Smeeth [25] reported that the risk for DVT was increased by 1.91 folds within 2 weeks to 6 months after acute infection. In two large case-control studies [26, 27], results also demonstrate that acute infection increases the risk for VTE by 2~3 folds after adjustment of other risk factors of VTE. We found DVTs in multiple organs including pulmonary arteries, kidney, liver and pancreas during autopsy of SARS patient [28], indicating that the genesis of VTE was related to virus infection.

In acute PE [29], the decreased CD ₃ and CD ₈ levels, and the increased CD ₄/CD ₈ ratio, were similar to those in CTEPH [30]. We have reported that the functions of CD ₃,CD ₈, CD ₁₆CD ₅₆ and CD ₁₉ were compromised or disordered in more than 95% acute symptomatic VTE [31].

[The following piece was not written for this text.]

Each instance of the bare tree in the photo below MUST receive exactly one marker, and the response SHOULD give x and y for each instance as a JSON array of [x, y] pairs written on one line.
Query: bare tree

T cells are key parts of immune cells, as they regulate the cellular and humoral immunity, and phagocyte functions in innate immunity through Th1, Th2 and Th17.The immune functions decrease when T cell functions decline. The process of immune balance is a complicated process. Different immune functioning status, including normal, decreased and disturbed immune functioning status, decides different body status. The collapse of the balancing functions of immune cells indicates that immune cells in the innate and adaptive systems have a state of no function or dysfunction.We observed significantly decreased T cell functions through cytology, and decreased whole immune cell functions through genomics, indicating the collapse of the balancing functions of immune cells in VTE patients.